The bell rings, and I immediately smell peanut butter.
“I know you did that to save Zefi,” Becky whispers, her dry lips touching my earlobe.
“You’re wrong.” I jump out of my seat to load my backpack.
“Show me your paper, then.”
“I can’t.” A pang of regret sweeps through me, and I marvel at the irony.
“Thanks,” Zefi says. “You outdid yourself with knitting machine fixer. As if knitting machine operator wouldn’t have been bad enough.”
“That’s what my parents said.”
“So it’s true?”
“I guess we’re not so standardizable.”
“That’s right,” he says, tearing a sheet from his spiral and handing it to me. “Text me if anything changes for tonight. Miller’s. Seven sharp.”
He shuffles out of the room, his kinky hair flopping side to side as he walks. He jerks u
p his baggy jeans without an ounce of self-consciousness and swaggers into the hallway as if that paper marked “barrette designer” were nothing more than exactly what it is. A smile upturns the corners of my mouth, not just because I find Zefi’s easygoing, this-is-who-I-am way of being in the world inspiring, but because today, I think I rescued him a little.
The hallway is locker-room humid. Wet shoes squeak in every direction. The mélange of perspiration and fruity shampoo is enough to make me feel nauseous. Instead, however, thoughts of tonight’s interview overpower this early-morning sensory overload. I glance at the clock as I mosey through the front hall, thinking about Anna, Jeb, barrette designers, and Ditman’s swatting. I’ve only got thirty seconds to get to second period, and I pick up my pace. Time is flying now, and I’m wide awake.
9. ALEX
Wednesday
This project of ours is unlike any we’ve undertaken, and Zef and I have taken on quite a few through the years—from learning to drive in Zef’s dad’s Mercedes without his knowing to convincing a beautiful Venezuelan exchange student (and Zef’s neighbor at the time) that I was an actual prince from a random eastern European country.
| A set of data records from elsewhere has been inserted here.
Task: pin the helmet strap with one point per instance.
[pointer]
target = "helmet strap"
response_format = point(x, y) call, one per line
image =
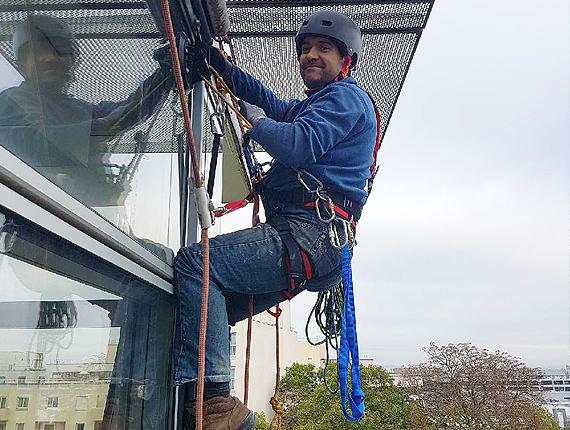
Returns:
point(344, 68)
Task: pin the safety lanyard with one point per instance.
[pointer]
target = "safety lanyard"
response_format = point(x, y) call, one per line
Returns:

That last one took Zef and me months to orchestrate. This latest project, however, has consequences, real ones, that make the stakes in any of our other coups pale in comparison. Consequences that involve the police, and that fact alone gets me nervous. I circle the racks and wait, wondering if it might be best to abort it all before we get started. I try to act natural—as if milling around the bike racks is normal—while I wait for Zef to find his way out the school doors to our rendezvous point.
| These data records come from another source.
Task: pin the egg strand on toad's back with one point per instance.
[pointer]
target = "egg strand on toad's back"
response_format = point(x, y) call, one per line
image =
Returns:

I fiddle with the handlebars on Zefi’s dad’s old bike, whose oversize seat has irritated the insides of my thighs just in the short time it took to ride to school. I don’t know where Todd is going to take us, but I know I’ve got some grade-A chafing in my near future. I’ve already texted Mom to get some Vaseline on her way home from work.
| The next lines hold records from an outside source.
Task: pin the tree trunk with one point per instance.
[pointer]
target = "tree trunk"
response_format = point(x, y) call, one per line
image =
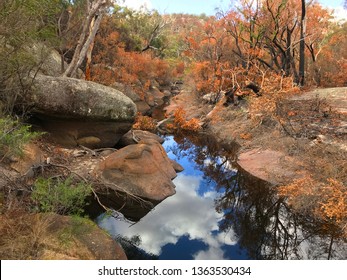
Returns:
point(302, 44)
point(86, 37)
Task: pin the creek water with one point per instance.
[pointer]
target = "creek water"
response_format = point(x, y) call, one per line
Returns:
point(219, 213)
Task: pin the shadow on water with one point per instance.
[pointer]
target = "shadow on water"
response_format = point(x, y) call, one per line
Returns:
point(221, 213)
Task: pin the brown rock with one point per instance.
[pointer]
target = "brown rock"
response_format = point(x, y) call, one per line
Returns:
point(178, 168)
point(142, 107)
point(92, 134)
point(33, 156)
point(127, 139)
point(143, 170)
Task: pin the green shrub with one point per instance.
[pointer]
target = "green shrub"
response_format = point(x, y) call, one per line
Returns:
point(13, 137)
point(60, 196)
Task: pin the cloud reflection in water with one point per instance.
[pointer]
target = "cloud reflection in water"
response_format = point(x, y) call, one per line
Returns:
point(185, 214)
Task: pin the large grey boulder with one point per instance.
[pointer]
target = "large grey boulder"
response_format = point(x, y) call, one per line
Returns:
point(81, 112)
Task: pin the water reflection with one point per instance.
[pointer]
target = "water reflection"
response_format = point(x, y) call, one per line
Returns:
point(217, 213)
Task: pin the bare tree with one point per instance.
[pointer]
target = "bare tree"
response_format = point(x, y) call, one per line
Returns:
point(302, 44)
point(95, 10)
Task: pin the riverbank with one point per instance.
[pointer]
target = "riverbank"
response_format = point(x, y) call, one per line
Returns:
point(296, 142)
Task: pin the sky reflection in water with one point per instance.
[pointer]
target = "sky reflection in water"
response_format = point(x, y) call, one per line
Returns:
point(184, 226)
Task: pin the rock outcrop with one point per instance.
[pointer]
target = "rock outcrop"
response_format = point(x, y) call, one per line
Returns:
point(142, 172)
point(139, 135)
point(80, 112)
point(55, 237)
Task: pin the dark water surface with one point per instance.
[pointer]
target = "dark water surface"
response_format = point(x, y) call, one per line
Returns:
point(217, 213)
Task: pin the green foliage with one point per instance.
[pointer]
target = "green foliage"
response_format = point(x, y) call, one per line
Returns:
point(23, 23)
point(13, 137)
point(60, 196)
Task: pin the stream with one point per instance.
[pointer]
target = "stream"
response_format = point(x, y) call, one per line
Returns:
point(219, 213)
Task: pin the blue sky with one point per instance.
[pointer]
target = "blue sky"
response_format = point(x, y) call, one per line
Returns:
point(200, 6)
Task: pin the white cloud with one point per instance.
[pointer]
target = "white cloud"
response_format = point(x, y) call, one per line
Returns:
point(138, 4)
point(184, 214)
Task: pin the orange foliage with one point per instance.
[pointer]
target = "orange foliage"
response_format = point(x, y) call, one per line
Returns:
point(326, 201)
point(180, 122)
I see the gym doors slam open against the bricks and my heart jumps, not because it’s Zefi but because it’s Todd. If he gets into his car and drives off, our project is over before it even began. With his leather jacket draped over one shoulder and his T-shirt a size too small, I can’t help but appreciate his excessive muscle mass. Despite myself, I’m impressed by the bulk. He unlocks the door to his Mustang, probably the only car in the whole lot that doesn’t have automatic locks, and again, despite what I think of him, I have to admit that that’s pretty cool.